Nathan Law, an activist and critic of Beijing who served in Hong Kong’s legislature, called the authorities’ actions “outrageous” and the latest example of “extreme authoritarian tendencies” in the former British colony.
“The government aims to create a chilling effect by arresting these individuals. Any civil action without the government’s permission is now illegal,” Law, who lives in self-exile in the UK and is wanted by Hong Kong authorities on national security charges, told Al Jazeera.
“The government is concerned about people gathering and initiating collective action, whether it is political or not.”
The Hong Kong Police Force did not respond to requests for comment.
Ronny Tong, a non-official member of Hong Kong’s de facto cabinet, rejected suggestions that officials were suppressing criticism of the government’s handling of the disaster.
Tong told Al Jazeera, “If you look at the major Hong Kong newspapers, there are a variety of suggestions and criticisms about the handling of the incident in Hong Kong, so there is by no means a general suppression of different views or criticism of the government.”
Tong said that while it would be inappropriate to comment on the cases of people who have yet to face judicial process, the law allows “constructive” criticism of authorities.
He said, “One should not make a case of just a few arrests – the circumstances of which are still unclear – to conclude that the Hong Kong government is trying to suppress views it does not like.”
At least 151 people were killed in a fire Wednesday at a high-rise apartment complex in Hong Kong’s northern district of Tai Po, the city’s worst fire since at least 1948.

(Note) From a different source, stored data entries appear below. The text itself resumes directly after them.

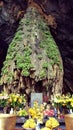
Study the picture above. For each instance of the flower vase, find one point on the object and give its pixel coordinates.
(70, 111)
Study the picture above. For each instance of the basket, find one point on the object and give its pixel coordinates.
(7, 121)
(69, 121)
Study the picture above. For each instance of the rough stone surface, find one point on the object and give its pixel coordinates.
(61, 24)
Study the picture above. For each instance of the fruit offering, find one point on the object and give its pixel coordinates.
(30, 123)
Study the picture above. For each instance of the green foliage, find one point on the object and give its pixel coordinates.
(50, 46)
(42, 73)
(45, 65)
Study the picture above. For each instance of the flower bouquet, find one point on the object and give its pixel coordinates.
(63, 102)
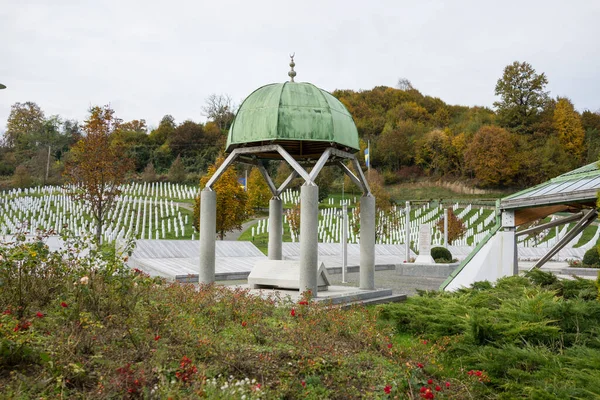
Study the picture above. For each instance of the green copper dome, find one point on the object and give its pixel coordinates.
(302, 118)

The scale of the disaster has prompted an investigation into safety standards in Hong Kong’s construction industry, with authorities considering how the use of substandard materials in renovation works on the block may have helped the fire spread rapidly.

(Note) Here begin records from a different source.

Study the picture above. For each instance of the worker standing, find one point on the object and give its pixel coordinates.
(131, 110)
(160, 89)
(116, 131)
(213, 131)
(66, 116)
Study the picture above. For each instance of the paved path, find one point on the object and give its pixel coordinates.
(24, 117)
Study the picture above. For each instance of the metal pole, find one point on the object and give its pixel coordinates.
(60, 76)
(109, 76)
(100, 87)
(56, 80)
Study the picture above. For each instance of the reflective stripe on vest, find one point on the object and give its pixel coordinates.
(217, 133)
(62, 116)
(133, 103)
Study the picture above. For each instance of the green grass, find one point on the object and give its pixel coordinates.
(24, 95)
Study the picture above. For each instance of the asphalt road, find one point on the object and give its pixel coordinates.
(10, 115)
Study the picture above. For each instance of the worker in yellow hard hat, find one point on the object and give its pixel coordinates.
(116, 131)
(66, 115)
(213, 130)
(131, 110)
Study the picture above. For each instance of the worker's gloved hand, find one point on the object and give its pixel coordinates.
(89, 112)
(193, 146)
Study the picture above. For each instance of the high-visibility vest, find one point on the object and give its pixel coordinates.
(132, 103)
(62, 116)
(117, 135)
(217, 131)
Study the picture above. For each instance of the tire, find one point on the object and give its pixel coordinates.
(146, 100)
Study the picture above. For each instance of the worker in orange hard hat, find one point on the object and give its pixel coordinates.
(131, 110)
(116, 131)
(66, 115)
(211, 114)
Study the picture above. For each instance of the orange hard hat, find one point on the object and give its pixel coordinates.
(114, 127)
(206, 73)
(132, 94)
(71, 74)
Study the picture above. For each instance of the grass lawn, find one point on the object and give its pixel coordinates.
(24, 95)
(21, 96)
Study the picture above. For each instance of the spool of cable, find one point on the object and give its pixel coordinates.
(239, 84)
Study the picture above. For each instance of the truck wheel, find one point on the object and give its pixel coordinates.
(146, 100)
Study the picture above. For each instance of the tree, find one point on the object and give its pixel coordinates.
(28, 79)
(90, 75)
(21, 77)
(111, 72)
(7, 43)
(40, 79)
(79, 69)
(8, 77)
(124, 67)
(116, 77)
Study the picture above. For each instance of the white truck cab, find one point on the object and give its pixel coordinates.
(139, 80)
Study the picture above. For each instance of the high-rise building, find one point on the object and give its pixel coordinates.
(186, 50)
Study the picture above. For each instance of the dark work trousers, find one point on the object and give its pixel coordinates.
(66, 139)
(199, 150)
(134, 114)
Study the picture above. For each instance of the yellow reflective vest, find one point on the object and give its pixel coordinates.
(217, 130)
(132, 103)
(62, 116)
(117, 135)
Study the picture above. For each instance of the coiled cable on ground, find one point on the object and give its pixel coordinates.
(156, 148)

Hong Kong authorities have arrested 13 people as part of their investigation into the fire, including the director of an engineering consulting company involved in the renovation.
commission of inquiry
While the Hong Kong police and the city’s Independent Commission Against Corruption have launched separate investigations, the government has not yet indicated whether it will establish an independent commission of inquiry.

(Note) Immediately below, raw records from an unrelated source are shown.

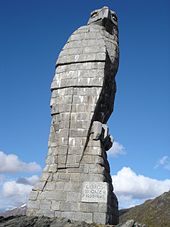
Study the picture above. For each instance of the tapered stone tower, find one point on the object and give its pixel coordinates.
(76, 181)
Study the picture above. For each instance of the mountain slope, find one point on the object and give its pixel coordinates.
(153, 213)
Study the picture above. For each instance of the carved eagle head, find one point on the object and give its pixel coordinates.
(104, 17)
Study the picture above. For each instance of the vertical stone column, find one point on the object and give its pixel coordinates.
(76, 181)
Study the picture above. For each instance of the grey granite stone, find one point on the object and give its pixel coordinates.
(76, 181)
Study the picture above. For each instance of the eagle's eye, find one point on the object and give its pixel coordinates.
(94, 14)
(114, 18)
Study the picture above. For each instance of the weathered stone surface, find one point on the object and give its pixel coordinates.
(94, 192)
(59, 221)
(76, 181)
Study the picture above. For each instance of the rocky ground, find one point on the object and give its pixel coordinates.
(24, 221)
(154, 213)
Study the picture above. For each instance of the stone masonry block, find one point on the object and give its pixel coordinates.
(88, 207)
(33, 195)
(73, 196)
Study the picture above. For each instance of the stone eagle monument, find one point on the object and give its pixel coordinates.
(76, 181)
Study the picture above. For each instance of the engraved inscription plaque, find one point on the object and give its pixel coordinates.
(94, 192)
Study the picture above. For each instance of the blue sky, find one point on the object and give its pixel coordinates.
(32, 35)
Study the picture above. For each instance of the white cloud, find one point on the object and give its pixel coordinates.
(10, 163)
(15, 193)
(133, 189)
(116, 149)
(164, 162)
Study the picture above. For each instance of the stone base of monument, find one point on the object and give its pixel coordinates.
(83, 194)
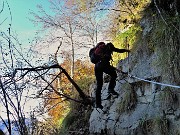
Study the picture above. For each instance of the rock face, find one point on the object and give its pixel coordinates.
(142, 108)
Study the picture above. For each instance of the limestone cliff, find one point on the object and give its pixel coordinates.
(144, 108)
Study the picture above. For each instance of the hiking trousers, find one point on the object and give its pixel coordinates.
(100, 68)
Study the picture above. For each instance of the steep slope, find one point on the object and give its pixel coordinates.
(145, 107)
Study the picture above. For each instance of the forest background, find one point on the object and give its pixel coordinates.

Hong Kong authorities launched the commission of inquiry in response to several previous disasters, a legacy of British rule in the territory.
Previous investigations, usually led by a judge, looked into tragedies including a 2012 ferry disaster that killed 39 people and a 1996 fire that took 41 lives.
Former Hong Kong lawyer Kevin Yam said Beijing could not afford public criticism of the official response to the fires because it worried that “the smallest spark of disagreement could escalate into something major”.
“Those who read George Orwell will know the phrase, ‘Those who control the past control the present, and those who control the present control the future.’ And the Communist Party of China has always been very good at this,” Yam, who is wanted by Hong Kong authorities for alleged national security crimes, told Al Jazeera.
“They find that once they silence dissent and criticism, and then they flood the field with favorable stories about how they handled things, that becomes the official record of history.”
Hong Kong, once known for its noisy media, vibrant civil society and political diversity, has dramatically reduced space for dissent after the 2019 protests.
Under the laws, which have been widely condemned by foreign governments and rights groups, authorities have forced the closure of critical media outlets, effectively removed opposition parties from the city’s legislature, and banned politically sensitive protests.
The mainland Chinese and Hong Kong governments have defended the laws as a proportionate response to anti-government protests, which began peacefully before erupting into street fighting between protesters and police and other national security threats facing the territory.
In a speech marking the fifth anniversary of the 2020 law in June, Xia Baolong, Beijing’s top official for Hong Kong affairs, called the law a “guardian” of the city’s semi-autonomous status and stability.